La faim est un phénomène global, lié à l’insuffisance des moyens de production ou à des dysfonctionnements économiques. Ses corollaires sont le dénuement, la rareté de l’eau, l’absence de soins. La population du Ouaddaï m’apparut mener une lutte quotidienne sur tous ces fronts à la fois. En arabe tchadien, la faim se dit ju’ (جوع .(Il n’y a pas de mot spécifique pour désigner la famine. ju’ est employé aussi pour désigner des pénuries alimentaires sévères. Mais la famine en tant que catastrophe exceptionnelle est dite waba (وباءk ) : un fléau, une calamité, une malédiction qui concentre tous les maux : épidémie, invasion massive de criquets, faim généralisée, décès en nombre . Cependant la précision des termes ne fait pas recette. En 2000, la production nationale de céréales du Tchad est déficitaire. Le Ministre des Affaires Etrangères lance en novembre un appel à la communauté internationale, l’exhortant à intervenir dans les régions les plus touchées. A partir de mars 2001, des ONG procèdent à des distributions de vivres. En mai, le FMI parle de « la pire famine connue depuis la dernière décennie » . Le 1er juin, le Programme Alimentaire Mondial (PAM) et le Gouvernement du Tchad signent un contrat d’une assistance de 1 737 980 300 FCFA qui doit permettre d’assister 136 420 personnes « en insécurité alimentaire élevée ». Le CASAGC, Comité d’Action pour la Sécurité Alimentaire et la Gestion des Crises, cible les zones devant bénéficier des distributions.
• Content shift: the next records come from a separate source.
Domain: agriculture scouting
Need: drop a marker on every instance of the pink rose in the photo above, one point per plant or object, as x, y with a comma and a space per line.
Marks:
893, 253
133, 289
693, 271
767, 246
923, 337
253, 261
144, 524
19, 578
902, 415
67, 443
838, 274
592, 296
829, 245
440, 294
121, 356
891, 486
Le plan connaît cependant des ratés : les vivres du PAM sont livrés et distribués avec retard. L’agence onusienne doit prélever des vivres de ses projets de développement pour démarrer la distribution dans les départements du Ouaddaï, de Biltine et du Guéra. Les autorités administratives et les militaires s’impliquent dans la distribution : A Adré, le préfet remet aux responsables de la distribution sa propre liste de bénéficiaires et interdit de procéder à une distribution dans les cantons vulnérables. A Biltine, des militaires prélèvent 200 sacs de vivres…

Au Ouaddaï, on se souvient des distributions gratuites de céréales et des ventes subventionnées par la Coopération française à Adré ou à Guéréda. L’armée française, présente à Abéché dans le cadre du dispositif Epervier, utilise alors ses avions pour faciliter les approvisionnements .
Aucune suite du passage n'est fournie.